TNF-α activates RhoA/Rho-kinase pathway. A and B: HVSMCs were pretreated with AM-BAPTA (10 mM) or calyculin A (0.3 μM) for 15 min, followed by treatment with TNF-α (10 ng/ml) for the indicated time and then subjected to MLC phosphorylation analysis by Western blot. The representative images (A) and summary (B) of 4 independent experiments are presented. *P < 0.05 vs. vehicle of the same time point; #P < 0.05 vs. calyculin A of 0 min, two-way ANOVA. C–E: HVSMCs were treated with TNF-α (10 ng/ml) for the indicated time. GTP-bound RhoA (C; n = 4) was assessed by the RhoA G-LISA activation assay (cytoskeleton); MLC and MYPT1 phosphorylation (D and E; n = 3) was analyzed by Western blot. *P < 0.05 vs. 0, one-way ANOVA. F and G: HVSMCs were pretreated with vehicle or Y-27632 (10 μM) for 30 min and followed by treatment with TNF-α (10 ng/ml) for the indicated time.
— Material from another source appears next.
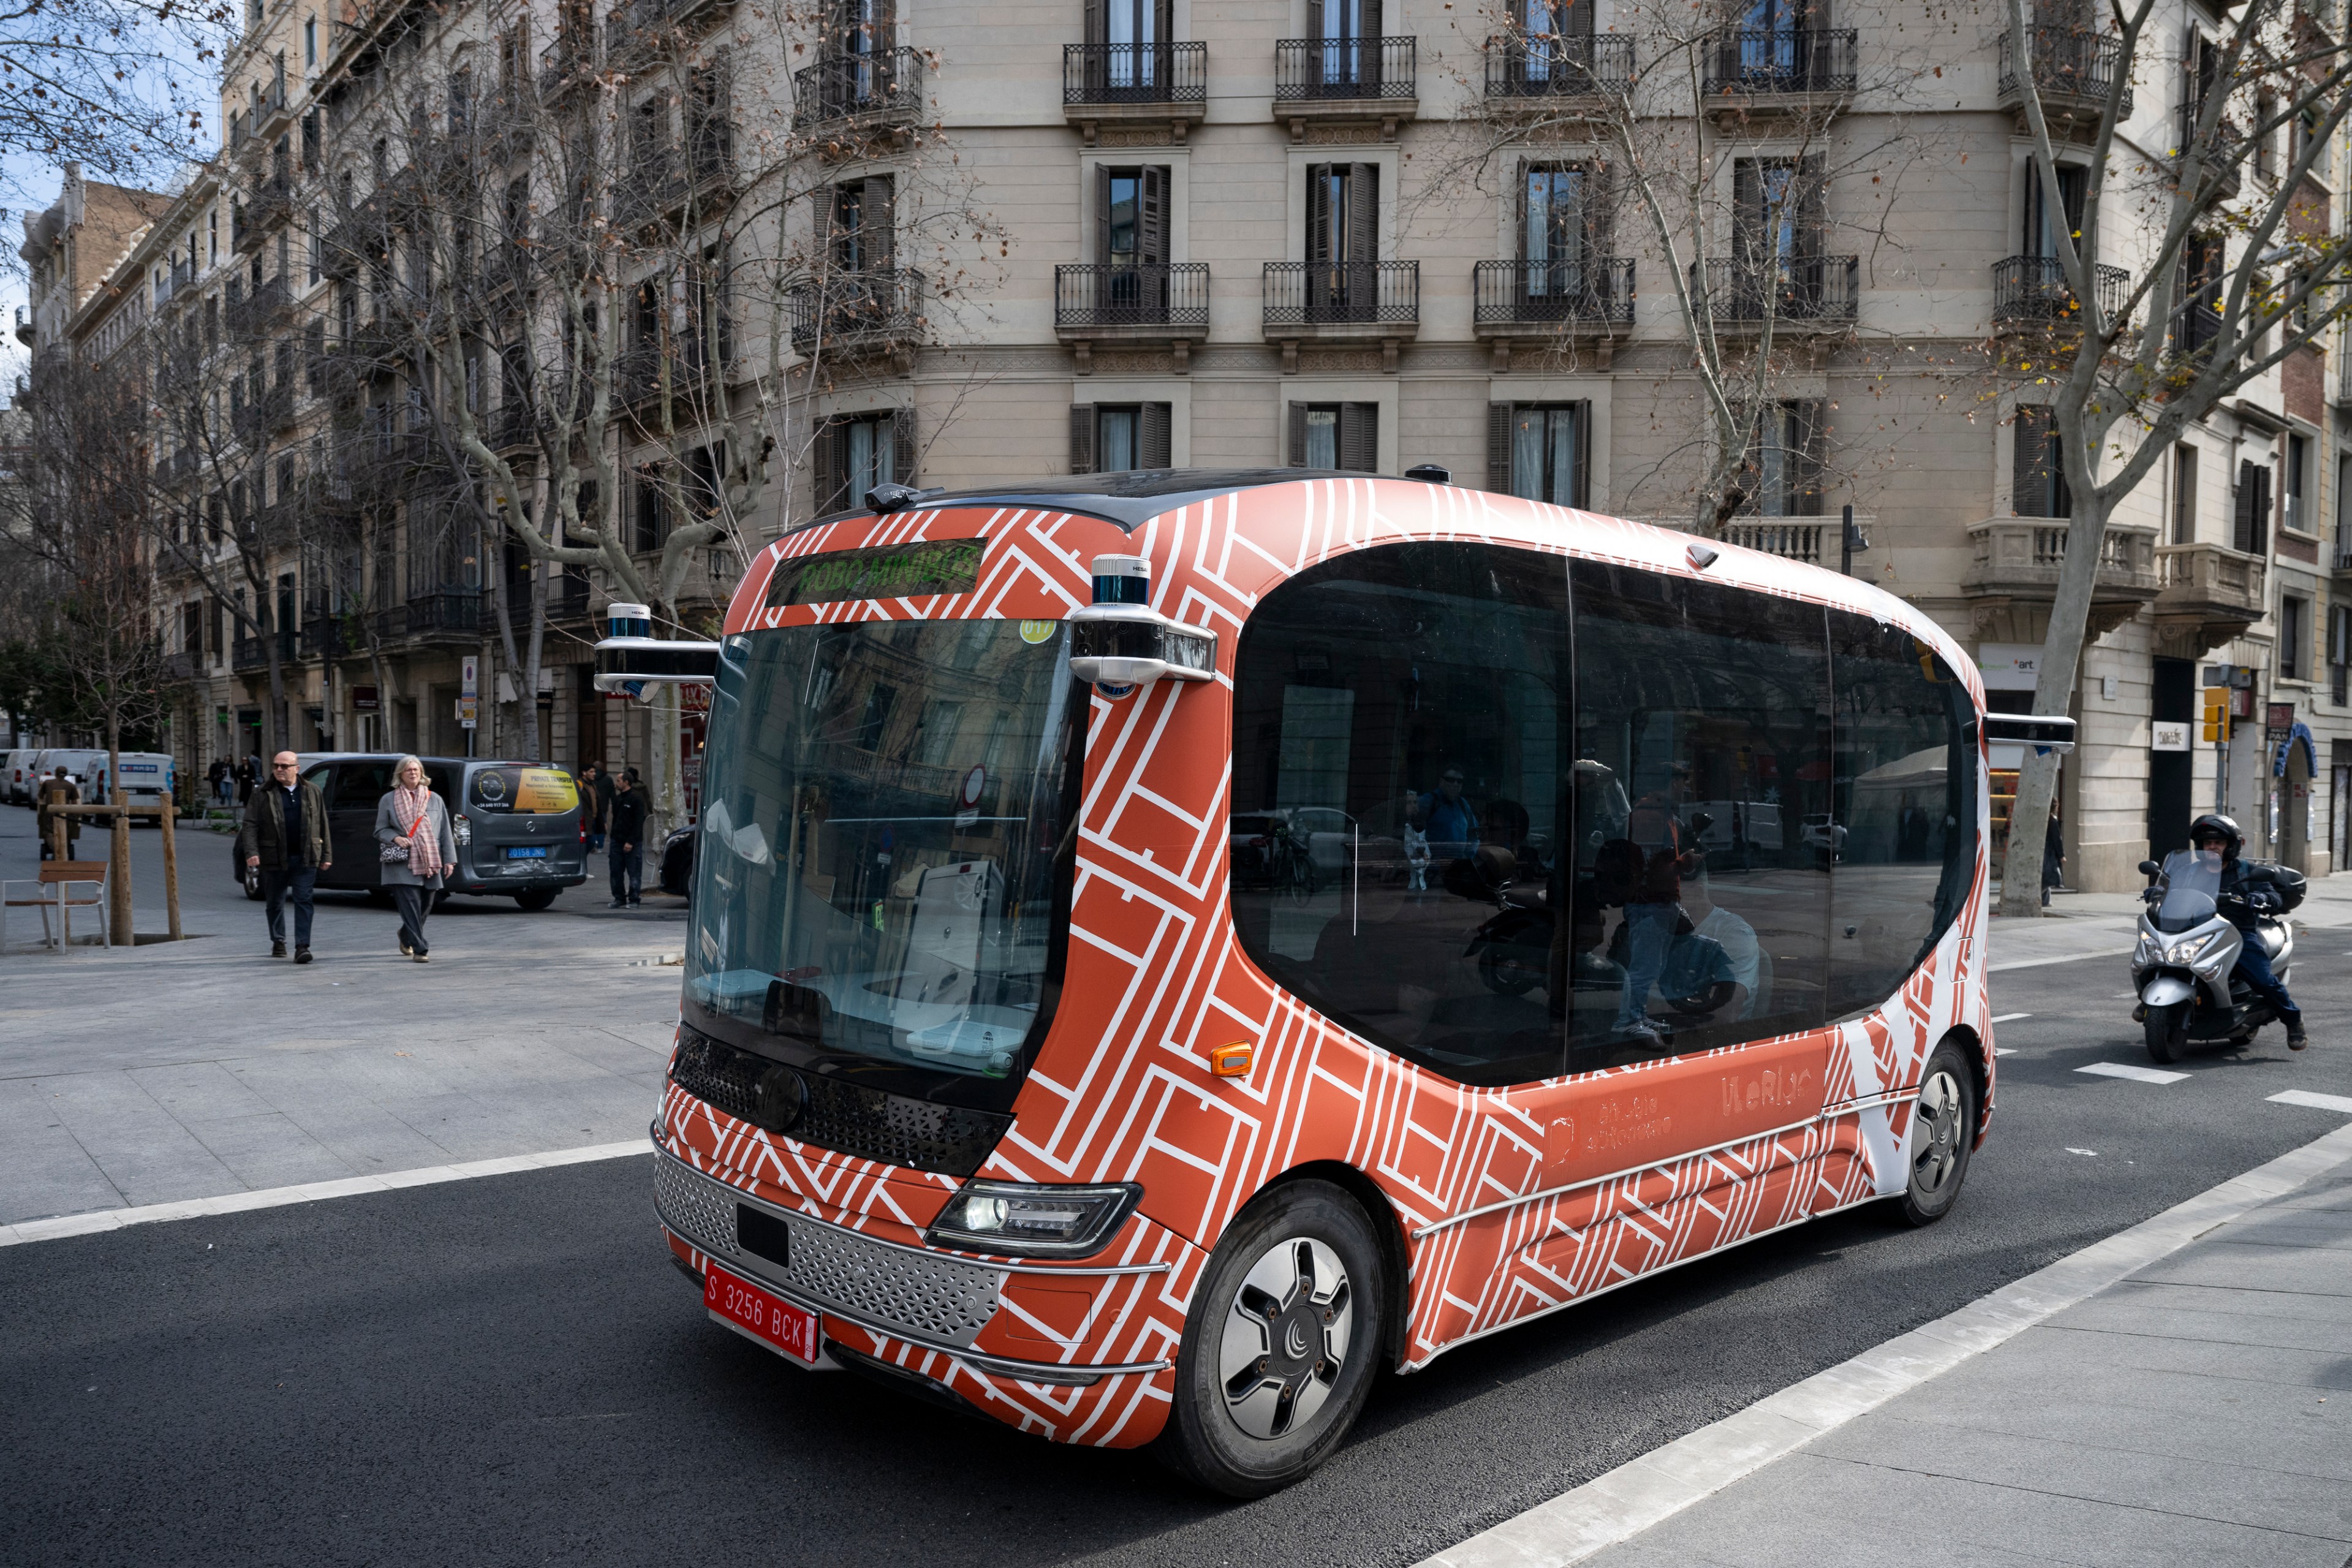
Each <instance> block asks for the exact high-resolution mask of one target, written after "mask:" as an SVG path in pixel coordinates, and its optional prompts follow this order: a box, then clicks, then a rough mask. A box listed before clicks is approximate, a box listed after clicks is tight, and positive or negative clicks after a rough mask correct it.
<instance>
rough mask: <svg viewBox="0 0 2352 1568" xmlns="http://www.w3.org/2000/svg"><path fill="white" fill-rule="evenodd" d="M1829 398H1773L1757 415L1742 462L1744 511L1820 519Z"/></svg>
mask: <svg viewBox="0 0 2352 1568" xmlns="http://www.w3.org/2000/svg"><path fill="white" fill-rule="evenodd" d="M1823 433H1825V423H1823V402H1820V400H1818V397H1799V400H1792V402H1769V404H1764V411H1762V414H1759V416H1757V428H1755V435H1752V437H1750V442H1748V461H1745V463H1743V465H1740V477H1738V484H1740V491H1743V501H1740V512H1745V515H1750V517H1820V447H1823Z"/></svg>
MLC phosphorylation was then analyzed by Western blot; n = 3. *P < 0.05 vs. 0; #P < 0.05 vs. vehicle, two-way ANOVA. H and I: HVSMCs were transfected with vector or plasmid that expresses HA-tagged dominant negative RhoA (DN-RhoA) and treated with TNF-α (10 ng/ml) for 5 min. MLC phosphorylation was then analyzed by Western blot; n = 3. *P < 0.05 vs. vehicle, two-way ANOVA. J and K: vascular smooth muscle cells were isolated from SM22-CreIKK2^flox/flox mice and treated with TNF-α (10 ng/ml) for 5 min in the presence of calyculin A (0.3 μM) or Y-27632 (10 μM); n = 3. *P < 0.05 vs. vehicle, two-way ANOVA.

Fig. 4.

The MLCK activity of IKK2 is coprecipitated with NF-κB essential modulator (NEMO). A and B: HVSMCs were treated with TNF-α (10 ng//ml) for 5 min. IKK complex was immunoprecipitated with anti-NEMO and subjected to in vitro phosphorylation reaction. The products were then analyzed by Western blot. The representative result (A) and summary (B) of 3 independent experiments are presented. *P < 0.05 vs. control, one-way ANOVA. C and D: cell lysates were prepared from wild-type and IKK^−/− mouse aortic smooth muscle cells. IKK complex was immunoprecipitated with anti-NEMO and subjected to in vitro phosphorylation reaction. The products were then analyzed by Western blot. The representative result (C) and summary (D) of 3 independent experiments are presented. *P < 0.05 vs. control, one-way ANOVA.

Fig. 5.

NEMO mediates TNF-α-induced downregulation of the MLCK activity of IKK2. A–C: HVSMCs were pretreated with NBD (a cell-permeable cytoplasmic transduction peptide YGRRARRRARR fused to the NEMO binding domain peptide TALDWSWLQTE; Calbiochem) or control peptide [a cell-permeable Antennapedia-NBD mutated (Trp739 and Trp741 replaced with Ala) fusion peptide analog of NEMO-binding domain binding peptide] for 15 min and then stimulated with TNF-α (10 ng/ml) for 5 min. IKK complex was immunoprecipitated from cell lysates with anti-IKK2 and used to perform in vitro phosphorylation reaction. The products were then analyzed by Western blot. The representative result (A) and summary (B) of 5 independent experiments are presented. *P < 0.05 vs. control, one-way ANOVA. The cellular MLC phopshorylation levels (C) were also analyzed by Western blot, and the representative image and summary of 3 independent experiments are presented. *P < 0.05 vs. control peptide, one-way ANOVA. D and E: endothelium-denuded aortic rings from C57Bl/6J mice were mounted to myograph and pretreated with NBD or control peptide for 15 min and then stimulated with TNF-α (10 ng/ml). The maximal contraction was expressed as percentage of contraction induced by KCl (120 mM); n = 3. *P < 0.05 vs. control peptide; Student's t-test.